Hayatın çetin imtihanları, kimi zaman kalplerde derin izler bırakır. Nice zamanlar olur ki bir söz, bir kayıp, bir ayrılık yahut bir zulüm insanın içini sessizce kanatır. Kalp kırılır, sükût eder, ama o sessizlikte nice dualar dökülür semâya… Ve bil ki ey gönlü yaralı insan, Rabbin kırık kalpleri asla unutmaz.
Kur’ân-ı Kerîm’de Cenâb-ı Hak buyurur:
“Ben kırık kalplilerle beraberim.”
(el-Hadîd, 57/16 – bazı tefsirlerde mecaz anlamda geçer, doğrudan lafzî olmasa da anlam yönüyle güçlüdür.)
Ve yine Rabbimiz, kullarına yakınlığını şu müjdeyle bildirir:
“Kullarım sana Beni sorduğunda (bil ki) Ben onlara çok yakınım. Bana dua edince, dua edenin duasına karşılık veririm.”
(Bakara, 2/186)
İşte bu ayet, kalbi kırık, yüreği mahzun olanların dua kapısından asla eli boş çevrilmeyeceğini haber verir. Kalbin kırıklığı, bir dua yakarışıdır aslında. Gözlerden süzülen yaşlar, Rabbin katında kelimelerden daha tesirli olur.
Efendimiz Hz. Muhammed (sallallahu aleyhi ve sellem), bir hadis-i şeriflerinde şöyle buyurur:
“Allah katında en sevimli amel, bir mümini sevindirmendir; onun bir sıkıntısını gidermendir; bir açlığını doyurmandır; yahut borcunu ödemendir.”
(Taberânî, el-Mu‘cemü’l-Kebîr; Beyhakî, Şuabü’l-İman)

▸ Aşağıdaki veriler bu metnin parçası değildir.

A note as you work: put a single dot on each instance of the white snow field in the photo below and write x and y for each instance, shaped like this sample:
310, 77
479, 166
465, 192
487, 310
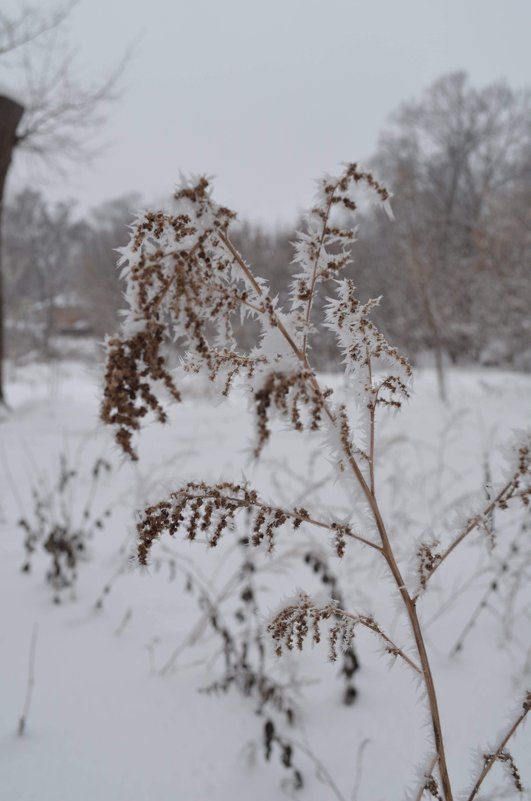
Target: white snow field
105, 725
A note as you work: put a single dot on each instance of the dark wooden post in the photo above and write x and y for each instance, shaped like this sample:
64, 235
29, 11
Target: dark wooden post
10, 115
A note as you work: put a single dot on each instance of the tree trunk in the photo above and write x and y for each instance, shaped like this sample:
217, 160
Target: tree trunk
10, 115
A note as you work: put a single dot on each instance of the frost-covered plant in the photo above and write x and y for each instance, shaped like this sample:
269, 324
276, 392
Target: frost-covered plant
56, 528
187, 284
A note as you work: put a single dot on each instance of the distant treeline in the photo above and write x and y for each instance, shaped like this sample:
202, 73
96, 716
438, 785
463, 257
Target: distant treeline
454, 268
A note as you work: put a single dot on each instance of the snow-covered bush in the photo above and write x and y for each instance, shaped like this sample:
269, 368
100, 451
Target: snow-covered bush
187, 283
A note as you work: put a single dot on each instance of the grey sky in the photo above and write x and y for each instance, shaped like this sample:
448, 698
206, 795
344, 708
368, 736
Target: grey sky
268, 95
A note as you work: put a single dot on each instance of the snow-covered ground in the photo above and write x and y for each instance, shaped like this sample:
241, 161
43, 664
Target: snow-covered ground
105, 725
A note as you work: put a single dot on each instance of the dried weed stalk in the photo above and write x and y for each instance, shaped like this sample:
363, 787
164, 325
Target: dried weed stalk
57, 529
187, 283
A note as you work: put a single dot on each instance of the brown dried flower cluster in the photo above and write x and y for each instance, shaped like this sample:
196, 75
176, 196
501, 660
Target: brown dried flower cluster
293, 624
289, 393
132, 366
366, 351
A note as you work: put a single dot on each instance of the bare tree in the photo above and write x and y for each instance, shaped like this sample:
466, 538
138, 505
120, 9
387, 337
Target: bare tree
61, 114
454, 153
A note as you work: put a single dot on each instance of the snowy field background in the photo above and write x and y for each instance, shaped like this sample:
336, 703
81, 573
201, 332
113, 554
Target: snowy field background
104, 724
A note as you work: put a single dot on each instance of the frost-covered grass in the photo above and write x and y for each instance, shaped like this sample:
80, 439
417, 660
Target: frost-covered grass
104, 724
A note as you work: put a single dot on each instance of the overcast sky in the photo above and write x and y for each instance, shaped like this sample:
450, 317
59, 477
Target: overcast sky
268, 95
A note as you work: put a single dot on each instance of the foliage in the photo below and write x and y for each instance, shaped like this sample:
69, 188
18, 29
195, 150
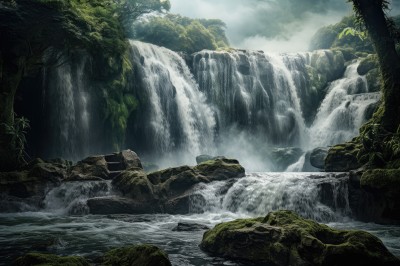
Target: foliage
345, 34
181, 33
17, 132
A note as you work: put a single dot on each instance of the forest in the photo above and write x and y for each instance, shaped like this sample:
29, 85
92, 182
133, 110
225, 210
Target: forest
163, 132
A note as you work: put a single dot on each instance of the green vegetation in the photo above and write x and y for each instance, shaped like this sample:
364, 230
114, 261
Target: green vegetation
284, 238
181, 33
342, 35
17, 132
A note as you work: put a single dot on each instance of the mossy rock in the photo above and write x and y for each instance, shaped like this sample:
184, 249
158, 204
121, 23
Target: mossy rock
343, 157
367, 64
220, 169
138, 255
134, 184
284, 238
386, 181
39, 259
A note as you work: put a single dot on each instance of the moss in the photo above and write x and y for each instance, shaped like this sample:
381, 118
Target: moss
284, 238
210, 236
49, 260
138, 255
384, 180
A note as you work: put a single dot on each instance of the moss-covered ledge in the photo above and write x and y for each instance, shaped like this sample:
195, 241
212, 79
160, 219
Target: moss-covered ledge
284, 238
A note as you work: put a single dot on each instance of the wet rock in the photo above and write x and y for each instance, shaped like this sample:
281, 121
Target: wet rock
220, 169
317, 157
171, 188
281, 158
130, 159
182, 227
342, 158
49, 259
120, 205
91, 168
283, 238
138, 255
134, 184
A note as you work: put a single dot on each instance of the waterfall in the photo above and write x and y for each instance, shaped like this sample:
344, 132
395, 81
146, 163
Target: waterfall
343, 110
253, 91
70, 197
66, 110
322, 197
173, 114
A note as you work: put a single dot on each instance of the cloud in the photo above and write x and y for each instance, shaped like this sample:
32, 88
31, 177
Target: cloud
271, 25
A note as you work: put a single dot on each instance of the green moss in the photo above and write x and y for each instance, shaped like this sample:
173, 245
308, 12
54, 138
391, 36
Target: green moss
284, 238
138, 255
49, 260
210, 236
384, 180
367, 64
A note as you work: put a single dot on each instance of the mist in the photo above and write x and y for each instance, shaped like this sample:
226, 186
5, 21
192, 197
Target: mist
269, 25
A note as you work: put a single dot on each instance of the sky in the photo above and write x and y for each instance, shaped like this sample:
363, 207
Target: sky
270, 25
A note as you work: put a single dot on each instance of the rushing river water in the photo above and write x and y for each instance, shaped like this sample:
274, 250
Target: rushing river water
255, 195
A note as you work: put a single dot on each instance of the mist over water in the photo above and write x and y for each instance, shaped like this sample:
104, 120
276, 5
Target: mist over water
242, 104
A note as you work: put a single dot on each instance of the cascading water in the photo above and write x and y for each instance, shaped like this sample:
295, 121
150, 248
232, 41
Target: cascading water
71, 197
322, 197
173, 113
343, 111
66, 110
253, 91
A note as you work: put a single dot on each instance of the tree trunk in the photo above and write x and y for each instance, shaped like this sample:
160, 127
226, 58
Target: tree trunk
371, 11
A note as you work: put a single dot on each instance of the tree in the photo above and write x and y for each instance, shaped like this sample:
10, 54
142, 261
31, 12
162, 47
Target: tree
372, 13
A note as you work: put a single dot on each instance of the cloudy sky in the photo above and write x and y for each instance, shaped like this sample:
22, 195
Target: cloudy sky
270, 25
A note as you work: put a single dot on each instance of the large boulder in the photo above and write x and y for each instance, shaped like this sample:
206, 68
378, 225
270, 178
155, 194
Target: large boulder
170, 189
138, 255
281, 158
318, 156
134, 184
220, 169
39, 259
343, 158
91, 168
283, 238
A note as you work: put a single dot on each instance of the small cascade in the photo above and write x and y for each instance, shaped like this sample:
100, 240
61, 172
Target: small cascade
70, 198
66, 110
343, 111
173, 114
322, 197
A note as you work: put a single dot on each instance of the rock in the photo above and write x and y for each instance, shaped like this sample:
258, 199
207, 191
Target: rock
281, 158
170, 189
283, 238
220, 169
50, 260
91, 168
138, 255
317, 157
182, 227
134, 184
204, 157
120, 205
384, 185
343, 158
130, 159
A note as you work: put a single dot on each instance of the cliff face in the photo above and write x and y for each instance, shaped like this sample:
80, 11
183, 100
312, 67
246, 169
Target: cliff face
41, 35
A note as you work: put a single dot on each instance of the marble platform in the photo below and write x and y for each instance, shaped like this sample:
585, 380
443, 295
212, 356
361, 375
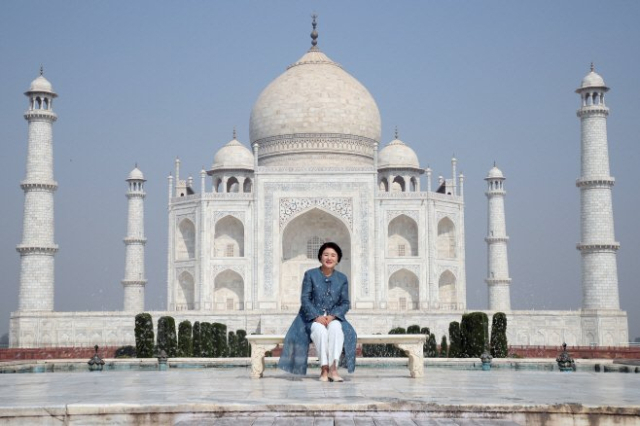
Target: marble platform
371, 396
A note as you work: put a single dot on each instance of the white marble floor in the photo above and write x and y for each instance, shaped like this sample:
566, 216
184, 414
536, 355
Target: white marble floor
372, 396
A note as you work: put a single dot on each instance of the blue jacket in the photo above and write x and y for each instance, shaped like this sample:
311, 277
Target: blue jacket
320, 295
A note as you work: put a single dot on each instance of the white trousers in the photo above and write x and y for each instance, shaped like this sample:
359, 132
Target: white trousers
328, 341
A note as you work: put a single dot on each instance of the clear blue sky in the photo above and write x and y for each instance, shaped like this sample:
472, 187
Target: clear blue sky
489, 81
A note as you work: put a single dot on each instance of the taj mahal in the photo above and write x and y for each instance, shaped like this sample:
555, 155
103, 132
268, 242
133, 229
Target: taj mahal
315, 170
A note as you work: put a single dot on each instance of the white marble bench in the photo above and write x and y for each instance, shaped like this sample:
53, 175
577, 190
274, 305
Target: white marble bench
411, 344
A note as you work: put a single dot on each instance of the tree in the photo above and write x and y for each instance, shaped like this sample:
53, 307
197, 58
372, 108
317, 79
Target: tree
455, 350
444, 349
167, 339
499, 345
144, 335
474, 334
185, 341
432, 347
197, 340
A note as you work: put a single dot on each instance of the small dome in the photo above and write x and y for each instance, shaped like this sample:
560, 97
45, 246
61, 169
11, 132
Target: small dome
233, 155
593, 79
397, 155
315, 108
495, 173
136, 174
41, 84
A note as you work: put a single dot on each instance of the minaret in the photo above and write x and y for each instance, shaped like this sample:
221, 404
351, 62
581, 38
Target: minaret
497, 260
134, 279
38, 248
598, 246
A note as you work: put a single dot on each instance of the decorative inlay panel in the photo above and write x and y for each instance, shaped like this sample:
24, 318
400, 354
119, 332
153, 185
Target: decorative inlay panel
392, 214
290, 207
395, 268
359, 228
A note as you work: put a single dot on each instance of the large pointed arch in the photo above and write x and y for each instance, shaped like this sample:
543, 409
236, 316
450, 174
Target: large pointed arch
228, 240
186, 240
404, 291
228, 292
447, 290
402, 237
446, 241
299, 239
185, 292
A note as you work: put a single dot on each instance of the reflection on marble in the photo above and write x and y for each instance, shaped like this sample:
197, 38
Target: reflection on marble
369, 397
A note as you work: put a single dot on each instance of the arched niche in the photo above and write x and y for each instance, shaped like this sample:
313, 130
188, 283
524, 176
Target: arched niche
186, 240
402, 236
384, 185
446, 240
312, 227
228, 292
228, 238
404, 291
398, 184
184, 293
233, 185
247, 187
447, 293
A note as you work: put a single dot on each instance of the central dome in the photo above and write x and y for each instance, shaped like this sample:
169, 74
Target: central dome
315, 113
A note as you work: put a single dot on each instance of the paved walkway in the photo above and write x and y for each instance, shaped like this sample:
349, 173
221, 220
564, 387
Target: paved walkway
372, 396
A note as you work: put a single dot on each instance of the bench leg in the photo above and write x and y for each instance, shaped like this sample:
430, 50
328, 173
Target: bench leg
257, 360
416, 358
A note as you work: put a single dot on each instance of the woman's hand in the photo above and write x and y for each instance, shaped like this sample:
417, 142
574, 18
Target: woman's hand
325, 319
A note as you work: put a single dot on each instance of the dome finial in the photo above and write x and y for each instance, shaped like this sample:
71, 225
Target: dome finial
314, 33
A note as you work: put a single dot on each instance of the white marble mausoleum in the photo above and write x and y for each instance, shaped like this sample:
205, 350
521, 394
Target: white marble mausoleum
314, 170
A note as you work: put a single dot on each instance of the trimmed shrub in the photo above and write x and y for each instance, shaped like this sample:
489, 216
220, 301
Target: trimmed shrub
432, 347
244, 349
185, 341
206, 339
144, 335
233, 345
499, 346
455, 350
474, 334
167, 339
126, 352
197, 342
413, 329
425, 346
391, 350
444, 348
220, 346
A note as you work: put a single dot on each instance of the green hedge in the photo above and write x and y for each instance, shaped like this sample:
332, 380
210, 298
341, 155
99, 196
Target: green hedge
432, 347
455, 349
167, 339
144, 335
474, 334
220, 346
244, 349
499, 345
206, 340
444, 348
197, 340
185, 341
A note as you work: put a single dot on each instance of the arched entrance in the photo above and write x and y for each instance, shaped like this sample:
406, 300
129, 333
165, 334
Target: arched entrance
301, 239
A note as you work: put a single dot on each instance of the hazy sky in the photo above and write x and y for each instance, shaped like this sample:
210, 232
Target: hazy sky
489, 81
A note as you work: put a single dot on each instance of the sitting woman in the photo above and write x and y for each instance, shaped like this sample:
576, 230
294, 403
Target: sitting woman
324, 304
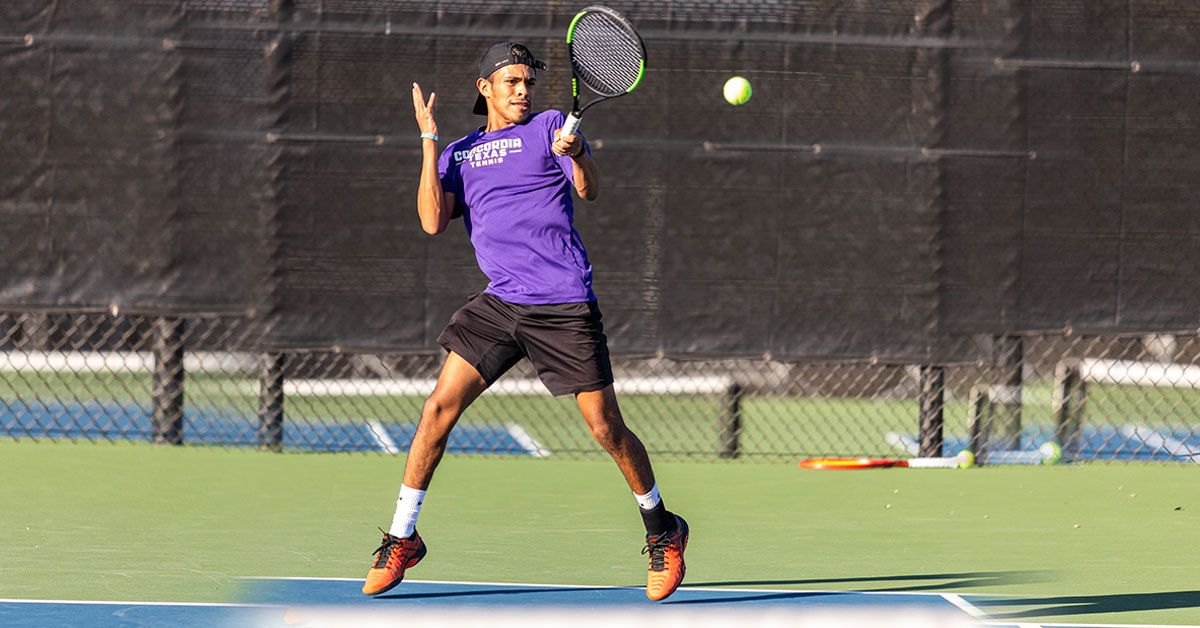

Bu hadisin satırlarında, kırık kalpleri onarmanın ne kadar kıymetli olduğu gizlidir. Çünkü bir kalbi onarmak, Allah katında sevimli bir davranıştır. Kaldı ki bu nebevî öğüt, Allah’ın kullarının kalbî halleriyle ne kadar yakından ilgilendiğini de gösterir.
Yine Resûlullah (s.a.v) şöyle buyurur:
“Kalpler Allah’ın kaplarıdır; O’na en sevgili olanı, en temiz ve en yumuşak olanıdır.”
(Beyhakî, Şuabü’l-İman, 5/345)
Demek ki kalbin kırılmış olması, onun Rabbine yönelmeye daha açık hâle gelmesidir. Yani kırık kalpler, Allah’a açılan en berrak, en saf pencerelerdir. Ne zaman ki insan kendi acziyetini hisseder, işte o an, Rabbin sonsuz kudretiyle buluşur.
Ebû’l-Hasan Harakânî Hazretleri der ki:
“Bir kalpte hüzün varsa, o kalp benim kalbimdir.”
Bu söz, sadece bir tasavvuf ehlinin duyarlılığı değil, aynı zamanda İslam’ın kırık kalplere karşı nasıl bir rikkat ve şefkat sunduğunun canlı bir tezahürüdür. Çünkü bir kalpte hüzün varsa, Allah o kalbi görür, duyar ve onunla beraber olur.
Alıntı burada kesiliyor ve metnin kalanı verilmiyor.